O debate sobre a TV Pública no Brasil passou ao largo de uma questão estratégica. Tudo indica que as diferenças entre internet e televisão digital tendem a diminuir cada vez mais e que boa parte da discussão atual pode ficar sem sentido muito antes da mudança de padrão técnico no sistema brasileiro de TV. 

O novo padrão de televisão e a internet usam sinais digitais, portanto as imagens podem ser visualizadas tanto no aparelho da sala como no computador. A badalada interatividade, que dá ao usuário o poder de interferir na programação, é também idêntica tanto na TV como no PC, porque são sinais digitais enviados para o emissor usando o que os técnicos chamam de canal de retorno. 

A briga pela alocação de canais no espectro digital tem a ver com o uso de faixas de transmissão, mais ou menos como é agora, só que com uma qualidade de imagem e amplitude de freqüências, muito maiores. Mas esta briga pode tornar-se inócua se os usuários decidirem ver televisão através de uma webtv, que é um site da internet que transmite programas de televisão. Qualquer um pode montar uma webtv sem ter que disputar uma freqüência concedida pelo governo. 

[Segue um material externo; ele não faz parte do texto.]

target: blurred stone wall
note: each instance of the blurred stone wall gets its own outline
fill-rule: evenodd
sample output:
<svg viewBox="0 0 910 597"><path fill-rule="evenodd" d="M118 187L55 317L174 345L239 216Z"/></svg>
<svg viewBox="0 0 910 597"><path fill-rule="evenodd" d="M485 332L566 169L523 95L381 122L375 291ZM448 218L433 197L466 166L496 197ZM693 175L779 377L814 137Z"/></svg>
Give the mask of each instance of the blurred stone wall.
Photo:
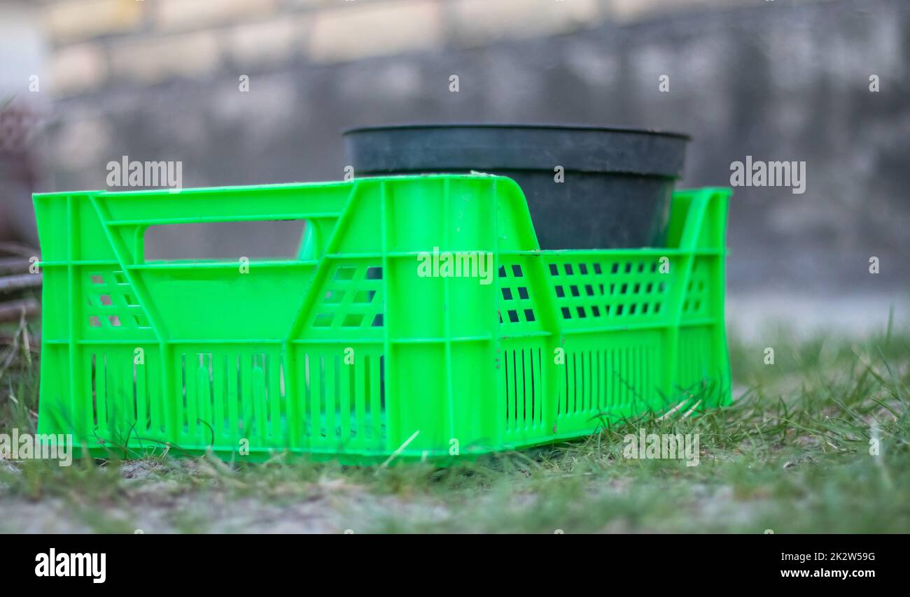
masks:
<svg viewBox="0 0 910 597"><path fill-rule="evenodd" d="M686 186L806 163L804 194L736 190L734 291L908 286L906 0L57 0L41 20L42 190L103 188L122 155L180 160L184 186L337 179L361 124L667 128L694 137Z"/></svg>

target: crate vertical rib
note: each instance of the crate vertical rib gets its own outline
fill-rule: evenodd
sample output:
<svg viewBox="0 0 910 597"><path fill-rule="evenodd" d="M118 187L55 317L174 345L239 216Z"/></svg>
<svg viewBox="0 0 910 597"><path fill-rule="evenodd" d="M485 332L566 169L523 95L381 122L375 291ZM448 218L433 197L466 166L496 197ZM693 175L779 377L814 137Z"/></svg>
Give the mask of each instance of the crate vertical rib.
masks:
<svg viewBox="0 0 910 597"><path fill-rule="evenodd" d="M662 406L656 394L672 395L681 376L710 377L726 403L728 195L676 194L664 248L541 251L521 189L495 176L36 194L48 271L60 266L46 278L43 358L66 370L46 364L39 429L75 433L102 456L128 434L134 451L169 443L263 460L288 450L356 463L386 460L415 431L399 460L449 458L451 438L464 455L581 437L599 417ZM142 254L152 225L287 217L310 222L303 248L252 263L252 277ZM419 280L408 261L434 245L491 252L496 284ZM662 255L673 268L666 284L650 269ZM366 274L373 266L381 281ZM506 266L521 273L500 277ZM355 274L337 283L342 268ZM122 278L93 287L86 276L98 271ZM138 304L90 313L88 296L109 285ZM316 324L322 312L327 327ZM145 325L89 325L95 313L138 313Z"/></svg>

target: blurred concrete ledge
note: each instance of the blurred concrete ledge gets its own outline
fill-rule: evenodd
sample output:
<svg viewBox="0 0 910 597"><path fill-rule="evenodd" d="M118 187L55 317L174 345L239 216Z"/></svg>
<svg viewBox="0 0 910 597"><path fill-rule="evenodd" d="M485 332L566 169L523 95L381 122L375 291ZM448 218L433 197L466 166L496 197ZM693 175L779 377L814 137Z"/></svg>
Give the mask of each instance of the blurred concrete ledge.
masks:
<svg viewBox="0 0 910 597"><path fill-rule="evenodd" d="M829 0L790 0L818 4ZM331 64L774 0L43 0L56 96L222 66ZM783 0L778 4L784 4Z"/></svg>

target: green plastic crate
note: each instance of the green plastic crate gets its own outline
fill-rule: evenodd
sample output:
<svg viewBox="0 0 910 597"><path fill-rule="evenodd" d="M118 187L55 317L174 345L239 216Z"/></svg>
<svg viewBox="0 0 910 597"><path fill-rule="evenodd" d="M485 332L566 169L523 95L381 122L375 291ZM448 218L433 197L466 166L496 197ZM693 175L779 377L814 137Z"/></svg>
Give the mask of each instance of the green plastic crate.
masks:
<svg viewBox="0 0 910 597"><path fill-rule="evenodd" d="M360 463L725 403L729 195L676 193L665 248L541 251L498 176L35 194L39 432L94 455ZM298 258L144 259L150 226L249 220L305 220ZM434 250L491 254L491 284L422 277Z"/></svg>

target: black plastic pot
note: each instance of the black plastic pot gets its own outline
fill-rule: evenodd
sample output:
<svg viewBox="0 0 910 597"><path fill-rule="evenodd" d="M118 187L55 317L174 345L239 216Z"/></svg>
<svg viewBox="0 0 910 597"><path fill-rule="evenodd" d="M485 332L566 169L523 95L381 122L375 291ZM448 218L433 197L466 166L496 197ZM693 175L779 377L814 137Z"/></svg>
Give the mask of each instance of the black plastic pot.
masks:
<svg viewBox="0 0 910 597"><path fill-rule="evenodd" d="M543 249L662 245L689 141L675 133L542 124L411 124L344 134L359 176L473 170L514 179Z"/></svg>

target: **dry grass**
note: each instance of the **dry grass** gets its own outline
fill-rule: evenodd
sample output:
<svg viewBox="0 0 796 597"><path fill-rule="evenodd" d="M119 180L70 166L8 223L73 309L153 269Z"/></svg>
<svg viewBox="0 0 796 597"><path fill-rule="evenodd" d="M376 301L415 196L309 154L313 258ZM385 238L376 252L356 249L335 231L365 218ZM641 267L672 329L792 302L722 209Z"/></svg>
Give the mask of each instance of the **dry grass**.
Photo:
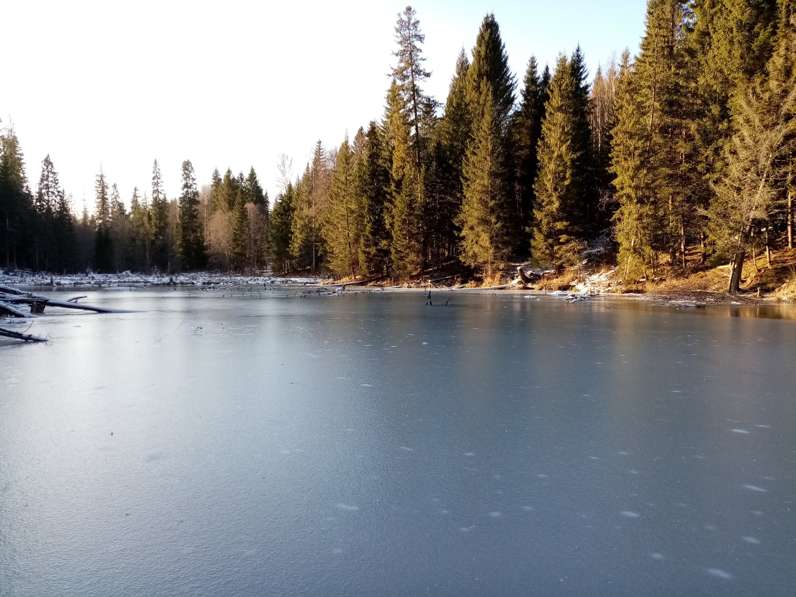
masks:
<svg viewBox="0 0 796 597"><path fill-rule="evenodd" d="M556 278L543 278L533 287L537 291L568 291L575 285L577 279L576 269L564 270Z"/></svg>
<svg viewBox="0 0 796 597"><path fill-rule="evenodd" d="M708 269L699 265L696 254L689 259L689 270L681 265L669 267L664 263L656 271L654 280L626 282L615 289L616 292L650 292L660 294L683 293L726 293L730 282L730 266L720 265ZM771 252L771 266L769 267L765 255L758 256L757 268L749 258L743 264L740 290L751 296L761 297L763 293L769 298L779 300L794 300L796 297L796 251L781 249Z"/></svg>

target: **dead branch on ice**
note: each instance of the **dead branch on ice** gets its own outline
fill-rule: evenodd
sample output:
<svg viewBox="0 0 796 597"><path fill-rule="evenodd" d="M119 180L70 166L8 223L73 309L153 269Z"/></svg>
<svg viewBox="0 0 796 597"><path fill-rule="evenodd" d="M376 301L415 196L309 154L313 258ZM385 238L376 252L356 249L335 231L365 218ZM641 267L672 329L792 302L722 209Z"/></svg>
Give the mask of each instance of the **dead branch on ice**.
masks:
<svg viewBox="0 0 796 597"><path fill-rule="evenodd" d="M5 314L6 315L10 315L11 317L36 317L32 313L25 313L25 311L21 311L17 307L13 305L0 301L0 313Z"/></svg>
<svg viewBox="0 0 796 597"><path fill-rule="evenodd" d="M17 338L18 340L24 340L26 342L46 342L47 338L41 338L41 336L34 336L32 334L22 334L21 332L14 332L11 330L6 330L4 327L0 327L0 336L6 336L8 338Z"/></svg>

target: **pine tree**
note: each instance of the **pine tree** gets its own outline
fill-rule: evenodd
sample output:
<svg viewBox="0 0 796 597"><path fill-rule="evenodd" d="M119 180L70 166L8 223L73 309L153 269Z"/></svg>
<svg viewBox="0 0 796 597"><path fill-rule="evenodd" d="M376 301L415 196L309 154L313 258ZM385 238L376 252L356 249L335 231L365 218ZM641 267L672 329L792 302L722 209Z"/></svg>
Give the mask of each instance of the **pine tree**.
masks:
<svg viewBox="0 0 796 597"><path fill-rule="evenodd" d="M553 266L556 271L577 263L583 246L576 221L582 213L579 168L583 166L577 150L578 80L572 72L571 61L560 56L544 106L534 185L533 261Z"/></svg>
<svg viewBox="0 0 796 597"><path fill-rule="evenodd" d="M182 191L178 200L177 250L184 270L205 267L205 241L199 222L199 192L190 160L182 162Z"/></svg>
<svg viewBox="0 0 796 597"><path fill-rule="evenodd" d="M505 191L505 159L500 123L492 95L483 84L484 110L476 135L467 148L463 168L464 201L458 224L462 228L459 258L491 279L505 265L511 250Z"/></svg>

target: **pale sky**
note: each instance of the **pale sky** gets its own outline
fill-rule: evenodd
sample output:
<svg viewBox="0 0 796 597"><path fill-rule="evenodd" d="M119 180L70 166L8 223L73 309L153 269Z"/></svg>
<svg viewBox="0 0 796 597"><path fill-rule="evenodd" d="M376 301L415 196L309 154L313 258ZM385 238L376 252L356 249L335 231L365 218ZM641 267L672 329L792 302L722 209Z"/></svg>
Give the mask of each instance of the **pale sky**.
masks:
<svg viewBox="0 0 796 597"><path fill-rule="evenodd" d="M494 12L521 84L535 54L554 64L580 44L593 76L638 49L645 0L423 0L425 91L445 101L456 56ZM381 116L405 4L351 2L6 2L0 126L10 119L35 192L49 153L66 192L94 205L100 166L129 205L157 158L170 197L190 159L200 185L216 166L254 166L273 202L282 153L303 170L315 142ZM518 85L519 88L519 85Z"/></svg>

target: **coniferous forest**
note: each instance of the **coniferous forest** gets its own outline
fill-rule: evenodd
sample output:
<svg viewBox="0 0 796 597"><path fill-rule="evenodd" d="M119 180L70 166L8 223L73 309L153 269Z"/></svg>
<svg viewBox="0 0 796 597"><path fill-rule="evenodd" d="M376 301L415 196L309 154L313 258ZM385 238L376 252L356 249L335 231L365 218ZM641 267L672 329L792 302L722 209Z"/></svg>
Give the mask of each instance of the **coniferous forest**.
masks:
<svg viewBox="0 0 796 597"><path fill-rule="evenodd" d="M0 147L8 269L303 270L412 275L512 260L556 272L595 244L624 279L732 265L793 246L796 0L650 0L636 54L590 75L580 48L515 75L487 14L444 103L423 92L424 35L398 15L384 115L320 141L273 203L254 169L166 197L157 161L129 204L104 174L76 211L49 156L35 184L10 126ZM129 209L127 207L129 205ZM756 268L756 259L755 267Z"/></svg>

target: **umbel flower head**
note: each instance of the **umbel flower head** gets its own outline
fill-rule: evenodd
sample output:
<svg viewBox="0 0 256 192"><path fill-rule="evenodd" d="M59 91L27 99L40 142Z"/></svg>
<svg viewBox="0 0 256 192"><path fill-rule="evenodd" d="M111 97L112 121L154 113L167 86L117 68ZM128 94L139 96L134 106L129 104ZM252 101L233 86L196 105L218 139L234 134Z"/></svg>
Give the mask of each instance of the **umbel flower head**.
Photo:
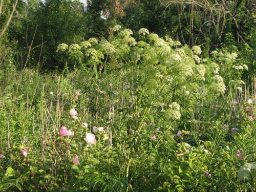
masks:
<svg viewBox="0 0 256 192"><path fill-rule="evenodd" d="M22 156L24 157L27 157L28 156L28 151L25 150L20 150L20 153L22 154Z"/></svg>

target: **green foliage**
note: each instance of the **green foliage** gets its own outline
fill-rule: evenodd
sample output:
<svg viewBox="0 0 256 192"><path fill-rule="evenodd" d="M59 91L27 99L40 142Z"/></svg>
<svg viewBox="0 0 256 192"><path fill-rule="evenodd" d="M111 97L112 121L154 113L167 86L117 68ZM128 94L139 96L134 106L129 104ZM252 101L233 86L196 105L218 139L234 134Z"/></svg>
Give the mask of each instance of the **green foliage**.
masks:
<svg viewBox="0 0 256 192"><path fill-rule="evenodd" d="M254 172L237 175L254 161L255 127L239 55L110 33L60 42L61 73L1 66L0 190L253 190Z"/></svg>

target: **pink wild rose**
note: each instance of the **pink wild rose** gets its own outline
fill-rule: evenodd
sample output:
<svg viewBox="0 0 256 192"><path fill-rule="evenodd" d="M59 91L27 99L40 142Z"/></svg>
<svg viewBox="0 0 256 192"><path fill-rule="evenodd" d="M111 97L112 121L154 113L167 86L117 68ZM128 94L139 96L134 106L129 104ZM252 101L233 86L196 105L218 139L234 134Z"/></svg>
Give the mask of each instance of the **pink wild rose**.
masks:
<svg viewBox="0 0 256 192"><path fill-rule="evenodd" d="M59 134L61 136L67 136L68 135L70 135L70 132L67 129L66 126L62 126L61 128L60 128L60 130L59 130ZM72 135L72 134L71 134Z"/></svg>
<svg viewBox="0 0 256 192"><path fill-rule="evenodd" d="M77 114L77 112L74 109L71 109L70 110L70 115L72 116L75 116Z"/></svg>
<svg viewBox="0 0 256 192"><path fill-rule="evenodd" d="M28 156L28 151L27 150L20 150L20 151L23 157L27 157L27 156Z"/></svg>
<svg viewBox="0 0 256 192"><path fill-rule="evenodd" d="M251 99L249 99L248 100L247 100L247 102L248 103L252 103L252 100Z"/></svg>
<svg viewBox="0 0 256 192"><path fill-rule="evenodd" d="M205 170L205 171L204 172L204 173L205 174L205 175L206 175L208 176L209 177L211 177L211 175L210 175L210 173L209 173L209 172L207 172L207 171L206 171L206 170Z"/></svg>
<svg viewBox="0 0 256 192"><path fill-rule="evenodd" d="M248 118L250 120L251 120L252 121L254 119L253 119L253 117L251 115L249 115L248 116Z"/></svg>
<svg viewBox="0 0 256 192"><path fill-rule="evenodd" d="M157 138L156 136L155 135L152 135L151 138L153 139L156 139Z"/></svg>
<svg viewBox="0 0 256 192"><path fill-rule="evenodd" d="M86 142L88 144L94 144L96 142L95 136L92 133L86 133Z"/></svg>
<svg viewBox="0 0 256 192"><path fill-rule="evenodd" d="M78 156L77 155L76 155L76 156L74 158L74 160L73 160L73 164L80 164L78 160Z"/></svg>
<svg viewBox="0 0 256 192"><path fill-rule="evenodd" d="M238 157L239 158L239 159L240 159L241 160L242 160L243 159L243 156L242 156L241 154L240 154L240 153L238 153L237 154L237 155L238 156Z"/></svg>

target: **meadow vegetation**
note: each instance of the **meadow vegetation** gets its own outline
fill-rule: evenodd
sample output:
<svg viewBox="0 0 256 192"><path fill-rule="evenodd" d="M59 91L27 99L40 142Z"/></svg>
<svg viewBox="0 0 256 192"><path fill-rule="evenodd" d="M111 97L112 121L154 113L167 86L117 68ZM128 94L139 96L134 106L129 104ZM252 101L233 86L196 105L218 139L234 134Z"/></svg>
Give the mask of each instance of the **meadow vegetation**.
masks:
<svg viewBox="0 0 256 192"><path fill-rule="evenodd" d="M108 29L0 39L0 191L254 191L253 48Z"/></svg>

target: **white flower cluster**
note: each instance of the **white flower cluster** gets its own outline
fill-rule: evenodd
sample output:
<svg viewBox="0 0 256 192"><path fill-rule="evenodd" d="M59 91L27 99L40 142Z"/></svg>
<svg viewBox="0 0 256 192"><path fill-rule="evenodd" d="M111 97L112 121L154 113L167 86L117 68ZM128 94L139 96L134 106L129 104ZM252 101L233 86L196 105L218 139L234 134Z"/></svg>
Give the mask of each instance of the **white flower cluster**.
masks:
<svg viewBox="0 0 256 192"><path fill-rule="evenodd" d="M181 56L186 55L185 51L182 49L180 48L176 49L175 51L178 53L179 55L180 55Z"/></svg>
<svg viewBox="0 0 256 192"><path fill-rule="evenodd" d="M226 90L226 86L225 86L223 79L219 75L215 75L212 77L212 79L215 82L214 86L217 91L224 93Z"/></svg>
<svg viewBox="0 0 256 192"><path fill-rule="evenodd" d="M256 177L256 165L253 163L245 163L240 167L237 171L238 178L240 181L249 180L251 176L252 178Z"/></svg>
<svg viewBox="0 0 256 192"><path fill-rule="evenodd" d="M113 28L114 31L117 31L121 29L121 26L120 25L116 25L114 26Z"/></svg>
<svg viewBox="0 0 256 192"><path fill-rule="evenodd" d="M169 105L169 106L170 109L176 111L179 111L180 110L180 106L176 102L173 102L170 104Z"/></svg>
<svg viewBox="0 0 256 192"><path fill-rule="evenodd" d="M220 67L217 63L216 62L212 62L210 63L210 67L214 74L219 75L219 70L220 69Z"/></svg>
<svg viewBox="0 0 256 192"><path fill-rule="evenodd" d="M69 52L72 52L76 50L80 50L80 49L81 48L80 47L78 44L72 44L70 45L70 46L69 46Z"/></svg>
<svg viewBox="0 0 256 192"><path fill-rule="evenodd" d="M178 53L174 53L170 55L170 59L171 60L174 60L175 61L181 61L181 57Z"/></svg>
<svg viewBox="0 0 256 192"><path fill-rule="evenodd" d="M194 59L196 64L199 64L200 63L201 59L197 55L192 55L192 58Z"/></svg>
<svg viewBox="0 0 256 192"><path fill-rule="evenodd" d="M89 49L87 50L86 54L86 56L92 57L92 59L95 59L97 58L97 50L95 49Z"/></svg>
<svg viewBox="0 0 256 192"><path fill-rule="evenodd" d="M181 46L181 43L178 41L178 40L176 40L175 41L174 41L173 42L173 46L176 46L176 47L178 47L178 46Z"/></svg>
<svg viewBox="0 0 256 192"><path fill-rule="evenodd" d="M179 74L183 78L185 78L187 77L191 76L194 74L194 71L190 66L181 63L178 66Z"/></svg>
<svg viewBox="0 0 256 192"><path fill-rule="evenodd" d="M148 35L148 40L150 41L157 41L159 37L158 37L158 35L156 33L151 33Z"/></svg>
<svg viewBox="0 0 256 192"><path fill-rule="evenodd" d="M145 36L146 34L150 34L150 32L146 28L141 28L139 30L139 34Z"/></svg>
<svg viewBox="0 0 256 192"><path fill-rule="evenodd" d="M137 45L139 47L142 47L142 48L150 46L149 44L147 44L146 42L143 41L143 40L140 40L139 42L138 42Z"/></svg>
<svg viewBox="0 0 256 192"><path fill-rule="evenodd" d="M197 75L197 78L199 79L204 80L204 76L205 75L206 69L204 66L202 65L196 66L196 74Z"/></svg>
<svg viewBox="0 0 256 192"><path fill-rule="evenodd" d="M199 55L202 53L202 50L199 46L193 46L191 49L194 53L196 55Z"/></svg>
<svg viewBox="0 0 256 192"><path fill-rule="evenodd" d="M216 51L216 50L214 50L214 51L212 51L211 53L210 53L210 54L211 55L212 55L214 56L216 56L218 54L218 51Z"/></svg>
<svg viewBox="0 0 256 192"><path fill-rule="evenodd" d="M234 68L234 69L236 69L237 70L239 70L239 70L241 70L242 71L242 70L244 70L244 68L242 66L237 66L233 65L233 66L232 66L232 67L233 68Z"/></svg>
<svg viewBox="0 0 256 192"><path fill-rule="evenodd" d="M60 52L63 52L65 51L68 47L69 46L68 46L68 45L67 45L66 44L59 44L57 47L57 52L58 52L59 51Z"/></svg>
<svg viewBox="0 0 256 192"><path fill-rule="evenodd" d="M82 41L80 44L80 47L81 48L87 49L92 47L92 44L88 41Z"/></svg>
<svg viewBox="0 0 256 192"><path fill-rule="evenodd" d="M102 40L100 41L100 49L108 53L112 53L116 52L114 46L105 40Z"/></svg>
<svg viewBox="0 0 256 192"><path fill-rule="evenodd" d="M92 45L98 44L98 39L94 37L91 37L89 39L88 41Z"/></svg>

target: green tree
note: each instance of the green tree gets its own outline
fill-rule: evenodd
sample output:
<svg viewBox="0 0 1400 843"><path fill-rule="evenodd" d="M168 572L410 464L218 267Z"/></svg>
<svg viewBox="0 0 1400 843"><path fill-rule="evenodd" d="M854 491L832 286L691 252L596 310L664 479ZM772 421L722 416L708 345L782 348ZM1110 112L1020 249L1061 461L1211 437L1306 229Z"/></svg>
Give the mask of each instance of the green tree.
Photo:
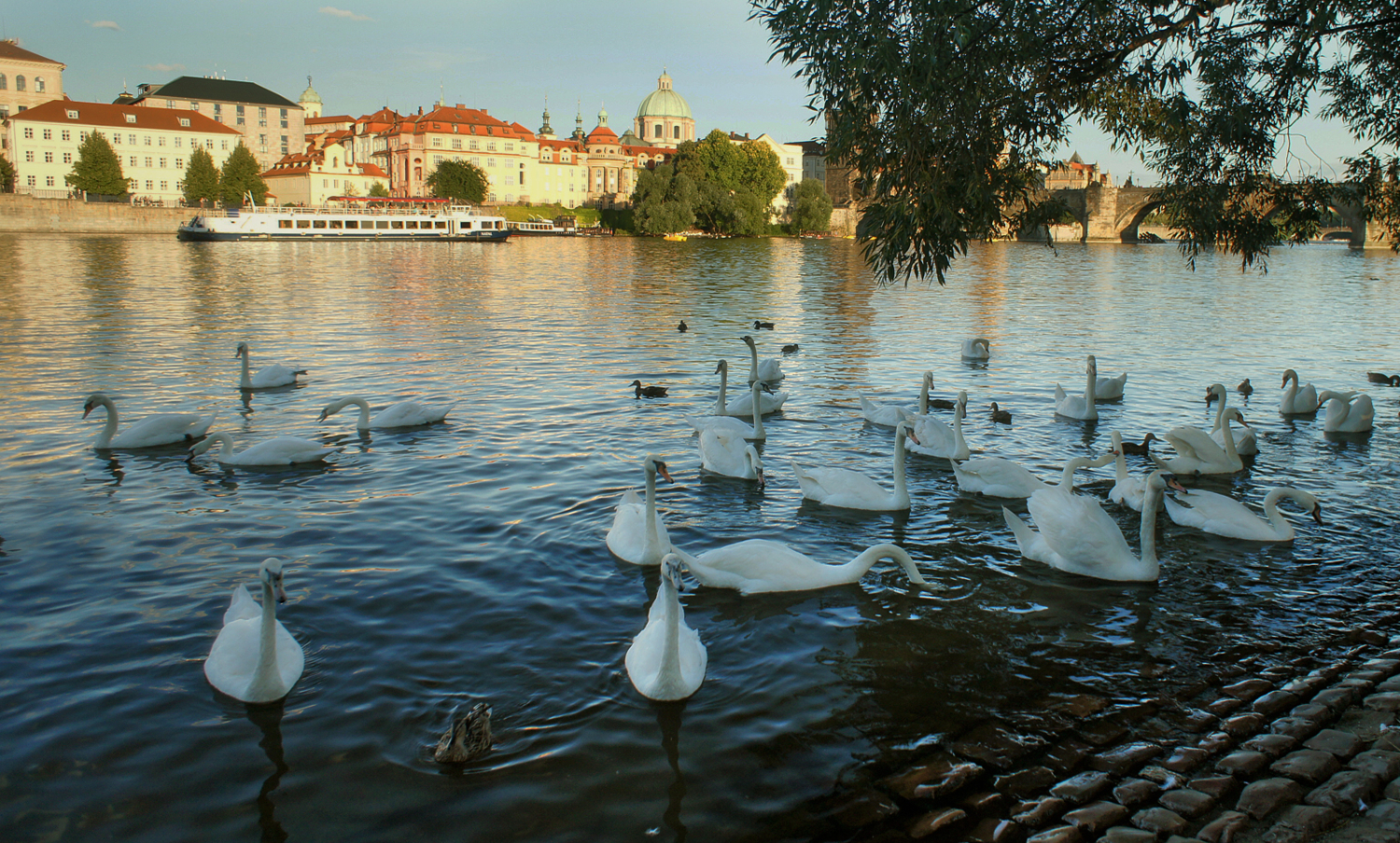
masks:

Para ter acesso à televisão digital os usuários nas grandes cidades podem escolher o sinal aberto recebido via antena ou o sinal por cabo e telefone (banda larga) para visualização num monitor acoplado a um computador.  

O usuário é que terá a palavra final sobre quando e onde vai sintonizar a TV digital. Pode então surgir uma situação curiosa e que não está sendo levada em conta nos debates sobre a nova TV.  

O usuário poderá assistir à TV digital, na sua sala de estar, da mesma forma que utiliza o seu receptor analógico atual porque o que ele quer é entretenimento, quer ver novelas, um filme, uma partida de futebol, um show e por aí vai. Ele quer sentir-se num cinema, num teatro, num estádio ou num espaço musical. Este é o espaço onde a família e os amigos se reúnem para assistir juntos a um mesmo programa. 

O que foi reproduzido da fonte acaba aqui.